Replacing “Moore’s Law” with “Hwang’s Law,” Samsung Electronics has been doubling the storage capacity of its semiconductor chips every year, not every 18 months as the former predicted, for eight years in a row.

The growth of the Internet-related industries has been even more splendid. Korea has honorably transformed itself into the world’s most wired nation, with a 65 percent Internet penetration rate last year, 13 years after commercial Internet service was first launched in 1994 and nine years after Thrunet, a Korean ISP, first introduced Internet networking service to the nation in 1998.

This development of information technology has made it possible for Korea’s IT industry to grow beyond a simple pilot market into a market for coexistence. In the past, Korean IT companies played just the simple roles of buying and consuming imported IT products. But nowadays, homegrown IT flagship companies are forming fleets with foreign partners to penetrate into overseas markets.

Joining forces with TeleAtlas, a world-class company specializing in digital map data, one of Korea’s leading navigation system manufacturers is successfully establishing a beachhead in Europe. Irdeto, a globally recognized company in the field of media content security, is helping domestic set-top box manufacturers to enter into international markets through its global network.

A wireless broadband Internet technology developed by the Korean telecom industry called WiBro has been selected as an international standard at a recent World Radiocommunication Conference. Moreover, the world’s famous IT and media companies like Google, Comcast, SprintNextel, Intel and Time Warner Cable are positively considering adopting WiBro in the United States as the wireless Internet networking standard for the nation’s biggest infrastructure to link up computers, TV sets, mobile gadgets and other IT devices on the same basis.

As if all this stunning news was not enough, I’ve heard more news stating that Korean technologies and standards are competing with global companies in various IT fields across the world market.

I think superior technologies and services are produced from the culture of feeling and using abundant technologies and services. Within a short time, Korea has produced fuel for the next generation, with a large number of early adopters and the equivalent passion of ordinary people. Now, it’s the time to show our own “unique secret” to make it appealing to the world market.

Getting out from under the feelings of ambiguous fear and inferiority in the world market, being flexible to global business standards, selecting exact and detailed target markets, and setting publicity strategies for your company and products, along with a local business launch, are all needed for Korean IT companies to succeed today. Actually, we have witnessed numerous cases in which domestic IT companies, including several ventures with superior competitive technology, have failed, as they tried to adopt domestic marketing practices in the global market.

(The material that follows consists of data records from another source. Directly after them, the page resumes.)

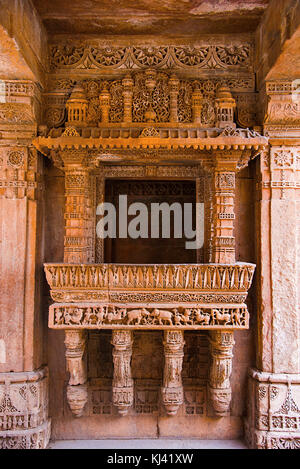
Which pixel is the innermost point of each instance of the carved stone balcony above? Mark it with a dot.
(116, 296)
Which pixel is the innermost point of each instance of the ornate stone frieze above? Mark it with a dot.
(93, 56)
(199, 277)
(24, 420)
(139, 316)
(147, 297)
(172, 390)
(159, 171)
(282, 110)
(149, 96)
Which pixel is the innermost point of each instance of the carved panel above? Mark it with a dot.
(88, 56)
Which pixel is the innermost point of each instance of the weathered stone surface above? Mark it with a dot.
(158, 96)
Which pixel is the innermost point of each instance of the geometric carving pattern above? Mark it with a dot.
(74, 55)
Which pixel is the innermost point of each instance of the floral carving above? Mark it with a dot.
(233, 55)
(182, 56)
(191, 56)
(150, 56)
(284, 158)
(15, 158)
(108, 56)
(66, 55)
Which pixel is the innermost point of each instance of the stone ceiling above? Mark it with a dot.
(150, 17)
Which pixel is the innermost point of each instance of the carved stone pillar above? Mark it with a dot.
(75, 341)
(104, 100)
(122, 382)
(78, 207)
(127, 83)
(222, 166)
(221, 345)
(24, 422)
(77, 250)
(208, 217)
(174, 91)
(199, 222)
(223, 241)
(273, 417)
(100, 190)
(172, 390)
(197, 106)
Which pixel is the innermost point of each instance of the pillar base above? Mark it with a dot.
(273, 420)
(35, 438)
(24, 422)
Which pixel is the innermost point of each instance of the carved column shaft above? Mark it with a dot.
(122, 381)
(208, 217)
(127, 83)
(221, 346)
(75, 342)
(78, 208)
(104, 100)
(174, 91)
(172, 390)
(223, 241)
(100, 189)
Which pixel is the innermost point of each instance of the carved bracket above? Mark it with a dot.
(172, 390)
(122, 381)
(75, 342)
(221, 345)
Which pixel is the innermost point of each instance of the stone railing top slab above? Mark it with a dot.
(237, 277)
(171, 138)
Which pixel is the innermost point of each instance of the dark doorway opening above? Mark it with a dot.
(151, 251)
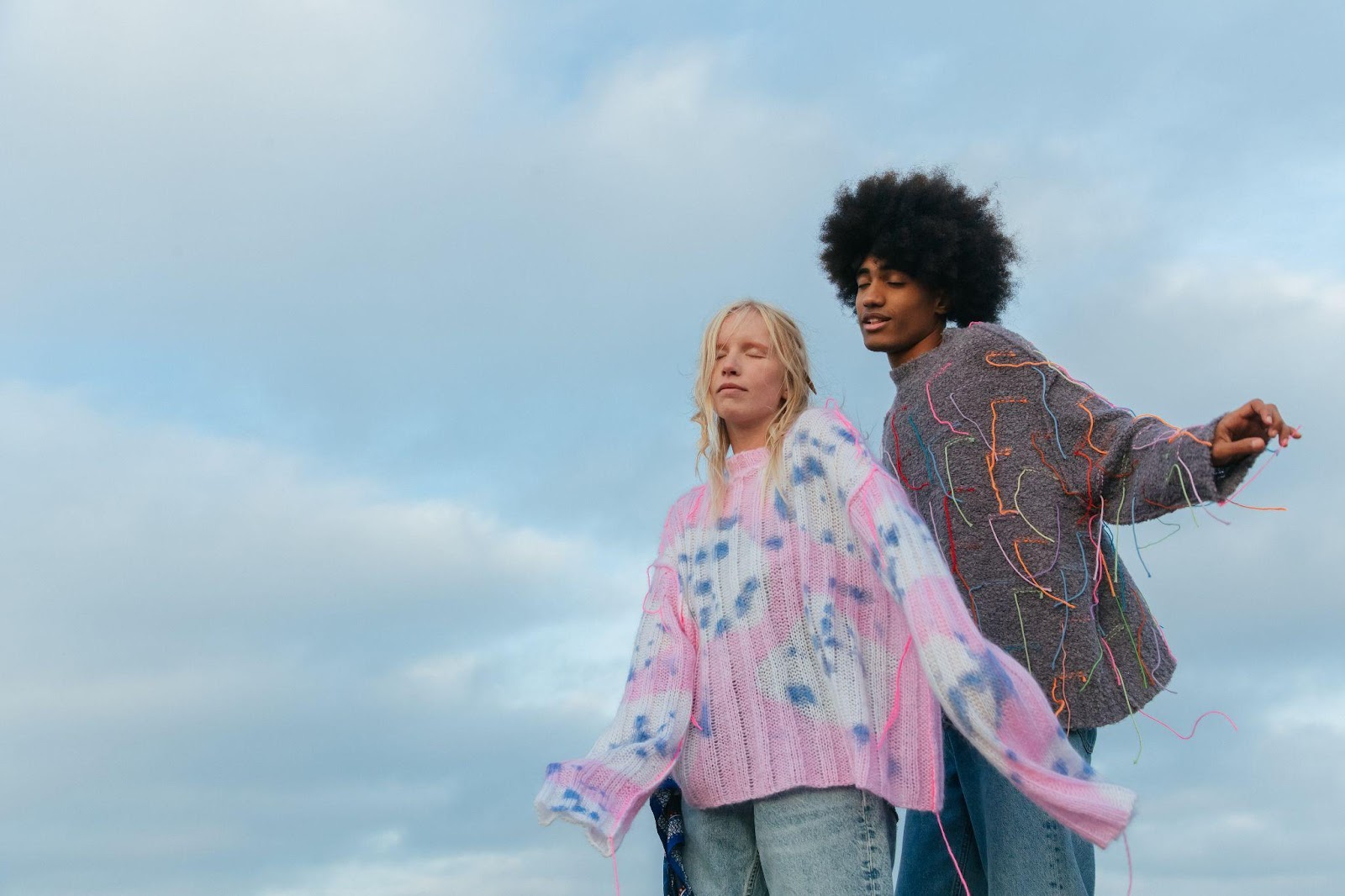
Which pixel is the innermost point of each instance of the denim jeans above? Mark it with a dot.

As more and more overseas companies find Korea to be an ideal test bed for their newly developed technologies – mostly in the fields of mobile telecommunications, high-speed Internet, Web applications and computer games – the number of cases in which the technologies of domestic IT companies are highly recognized across the international scene is increasing as well.

All in all, as an industry participant, I hope to see Korean companies in harmony with their overseas partners turn over a new leaf in IT history and spread what’s called the “Korean Wave” across the world.